Hey y'all, I'm a total rookie when it comes to statistics, so please forgive my ignorance/laymen's terms.

I want to know when CONSISTENCY is more valuable than a higher mean for a range of numbers. For instance, if one range of sales figures from employee A is a lower average but has a lower standard deviation, and employee B has a range of sales figures with a higher average but also a higher deviation. Most week, employee A is better, but B can pull some big numbers to make up for it. Again, I want to know when steady production is more valuable than overall average production.

I can give you examples, but I don't know what numbers you'd need.

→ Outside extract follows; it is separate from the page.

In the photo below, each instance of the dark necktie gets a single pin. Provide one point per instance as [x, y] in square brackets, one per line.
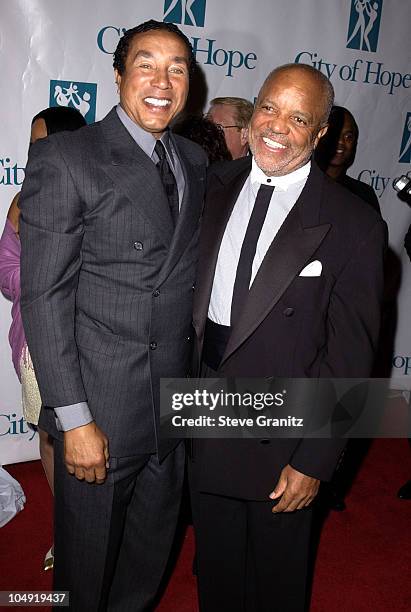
[248, 249]
[168, 180]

Re: Comparing standard deviations of different means

Are you interested in a statistical comparison of the dispersion in two samples? If so, Bartlett's test would work (assuming your data are normally distributed): http://en.wikipedia.org/wiki/Bartlett%27s_test. If you don't have normally distributed data, Levene's test will work. You can get SPSS to give you Bartlett's if you ask for it in the factor analysis procedure, and you can get Levene's test in SPSS by using the two-sample t-test. These tests will allow you to evaluate if one group of data is more consistent than another.

As far as which is more valuable... valuable in terms of what? If we are talking about like which salesperson makes more sales, a t-test takes the dispersion of the data into account when comparing the means, so it could be used to see which is more valuable in terms of sales.

Re: Comparing standard deviations of different means

Well, from what I've read it seems like the T-test can help me- but to be sure, here's a sample of two numbers I'm trying to compare:

Here are the weekly units sold by Employee A vs Employee B. I put an asterisk (*) next to the month's leader in sales.

A
43*
32*
37*
58*
77*
57
41*
53
61*
42*
48
45*

B
41
17
12
47
46
126*
34
113*
47
12
101*
17

SUM for A: 594
SUM for B: 613
AVG for A: 49.50
AVG for B: 51.08
ST DEV for A: 12.30
ST DEV for B: 40.19

Now, B has a better average and a higher number of units sold, but a worse consistency (st. dev.). Also, Employee A outsold Employee B 9 out of the 12 months.

Let's say I have to give one of them a promotion- how can I test whether the consistency is more valuable than the total output?

Re: Comparing standard deviations of different means

Hi!

Please, see the attached files.

First, I believe that you should consider to use the median instead of the mean as measure of central tendency, due to the presence of some outliers values in both samples (Employees).
Using this robust measure, the story remains the same as you rightly pointed out. A stands out for two reasons: 1) because he sold a slightly greater median amount of units (46,5); 2) because the amount of sold units is less variable (as the IQR, Norm IQR, and Robust Coefficient of Variation show). On this respect, it is true that B managed to sell 126 units, but it is also true that he is featured by lower peak of sold units (compare the 1 quartiles).

So, all thing considered, I believe that A performed better than B as far as median values of sold units, and variability of sold units, are concerned.

Re: Comparing standard deviations of different means

To answer whether consistency is more important than mean performance, you need to do a cost-benefit analysis. How much does it hurt the company to have a few cases of very low performance? Often, even a single instance of very low performance can cause irreparable damage to the company. In that case, you should prefer consistency. If the low performances can be corrected with a few instances of high performance, you should probably prefer the worker with a better average.

Without knowing the details of the business, we can't really answer this question.

Last edited by squareandrare; 05-23-2011 at 03:03 PM.